Валька была готова к тому, что эта женщина есть, она существует, и вот она здесь, перед нею. Можно рассмотреть ее внимательно и подробно, ведь это она встречает Жорку дома, стирает ему рубашки, она — его жена, и мысль об этом придавала Валькиному взгляду особую хищность и пристальность. Некрасивая, сапоги забрызганы грязью, из кармана почему-то торчит детская игрушечная лопатка, косица по-старушечьи уложена на затылке — словом, кулема.

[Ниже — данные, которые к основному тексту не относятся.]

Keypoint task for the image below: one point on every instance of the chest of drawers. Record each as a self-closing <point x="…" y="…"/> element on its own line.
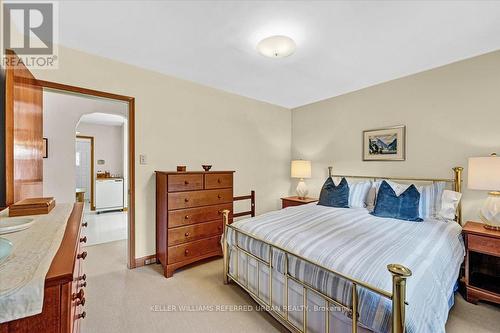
<point x="189" y="209"/>
<point x="64" y="292"/>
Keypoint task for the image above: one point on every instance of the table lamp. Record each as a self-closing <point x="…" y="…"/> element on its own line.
<point x="484" y="174"/>
<point x="301" y="169"/>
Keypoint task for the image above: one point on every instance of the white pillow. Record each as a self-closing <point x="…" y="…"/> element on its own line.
<point x="430" y="197"/>
<point x="358" y="192"/>
<point x="430" y="200"/>
<point x="449" y="204"/>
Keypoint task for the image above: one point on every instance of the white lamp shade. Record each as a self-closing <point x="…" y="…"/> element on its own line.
<point x="484" y="173"/>
<point x="301" y="169"/>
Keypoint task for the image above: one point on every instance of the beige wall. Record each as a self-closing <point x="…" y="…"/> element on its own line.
<point x="179" y="122"/>
<point x="451" y="113"/>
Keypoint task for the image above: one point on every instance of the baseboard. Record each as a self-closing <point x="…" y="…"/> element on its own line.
<point x="147" y="260"/>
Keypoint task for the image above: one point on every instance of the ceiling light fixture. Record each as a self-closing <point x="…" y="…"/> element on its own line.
<point x="276" y="46"/>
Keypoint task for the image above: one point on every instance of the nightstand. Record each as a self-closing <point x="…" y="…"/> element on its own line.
<point x="295" y="201"/>
<point x="482" y="263"/>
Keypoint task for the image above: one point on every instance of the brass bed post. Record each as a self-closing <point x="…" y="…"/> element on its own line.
<point x="399" y="275"/>
<point x="225" y="247"/>
<point x="458" y="188"/>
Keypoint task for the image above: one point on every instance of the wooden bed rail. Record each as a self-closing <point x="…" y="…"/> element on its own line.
<point x="250" y="212"/>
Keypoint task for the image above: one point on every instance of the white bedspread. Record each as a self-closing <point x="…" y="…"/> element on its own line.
<point x="22" y="275"/>
<point x="360" y="245"/>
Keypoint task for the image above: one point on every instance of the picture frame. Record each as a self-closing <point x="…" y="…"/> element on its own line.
<point x="385" y="144"/>
<point x="45" y="148"/>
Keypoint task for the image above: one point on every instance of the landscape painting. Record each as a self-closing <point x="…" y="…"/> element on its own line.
<point x="386" y="144"/>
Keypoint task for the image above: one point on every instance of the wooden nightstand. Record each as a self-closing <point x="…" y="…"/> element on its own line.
<point x="295" y="201"/>
<point x="482" y="263"/>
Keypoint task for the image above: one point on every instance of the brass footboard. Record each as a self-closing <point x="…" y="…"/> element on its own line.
<point x="399" y="276"/>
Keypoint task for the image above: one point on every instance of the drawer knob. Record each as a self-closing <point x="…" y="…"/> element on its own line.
<point x="82" y="255"/>
<point x="81" y="302"/>
<point x="79" y="295"/>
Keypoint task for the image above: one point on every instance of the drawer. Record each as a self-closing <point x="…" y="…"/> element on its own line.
<point x="199" y="198"/>
<point x="484" y="244"/>
<point x="182" y="217"/>
<point x="184" y="182"/>
<point x="218" y="180"/>
<point x="194" y="232"/>
<point x="193" y="249"/>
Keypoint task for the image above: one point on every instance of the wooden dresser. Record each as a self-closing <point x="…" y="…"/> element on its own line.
<point x="189" y="216"/>
<point x="64" y="295"/>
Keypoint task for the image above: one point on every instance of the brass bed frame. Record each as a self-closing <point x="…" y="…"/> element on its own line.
<point x="399" y="272"/>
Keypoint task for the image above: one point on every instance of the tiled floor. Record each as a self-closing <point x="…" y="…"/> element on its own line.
<point x="105" y="227"/>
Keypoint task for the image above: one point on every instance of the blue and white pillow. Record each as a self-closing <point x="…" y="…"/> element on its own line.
<point x="358" y="193"/>
<point x="393" y="203"/>
<point x="430" y="197"/>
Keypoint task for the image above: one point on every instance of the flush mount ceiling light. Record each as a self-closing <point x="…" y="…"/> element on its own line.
<point x="276" y="46"/>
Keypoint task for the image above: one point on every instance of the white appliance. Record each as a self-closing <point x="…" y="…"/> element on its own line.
<point x="109" y="194"/>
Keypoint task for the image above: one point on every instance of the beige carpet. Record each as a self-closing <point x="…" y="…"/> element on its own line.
<point x="122" y="300"/>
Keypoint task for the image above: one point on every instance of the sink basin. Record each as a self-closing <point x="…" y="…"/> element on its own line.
<point x="13" y="224"/>
<point x="5" y="249"/>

Вальке казалось, что ударом воображаемого меча она проникла под самый панцирь врага, уязвила его в самом сокровенном, таившемся где-то наподобие Кощеевой смерти, ведь какая еще женщина смирится с тем, чтобы выглядеть так, как эта! На самом же деле ни панциря, ни железных лат на враге не было, и Валька с ужасом почувствовала, что ударила безоружного. В глазах женщины — она набивала сумку кусками серого мыла — мелькнуло выражение такой затравленной звериной тоски, что Валька внутренне сжалась, съежилась, и гладиаторский азарт в ней сразу исчез.
Глава тринадцатая
АПРЕЛЬСКИЕ НОМЕРА
В апреле восемьдесят шестого Кузя по-прежнему обитал в своей дворницкой каморке, увешанной ликами святых мучеников — Гавриила и Евстратия, истово им молился, часами простаивая на коленях, покаянно склоняя голову и размашисто осеняя себя крестом. Он яростно размахивал лопатой, убирая ноздреватый, подтаявший снег, скалывал почерневший лед во дворе высотного дома, охваченный безотчетной, лихорадочной жаждой деятельности, которая загадочным и причудливым образом совпадала с желанием бросить лопату, отшвырнуть тяжелый лом, упасть на продавленную койку и бессмысленно разглядывать потолок.
Поэтому он иногда и бросал, падал и часами разглядывал, не отвечая на стук в дверь и мысленно приписывая вопрос: «Кузя, ты дома?» — людям, чужим для него настолько, что ему нет до них никакого дела.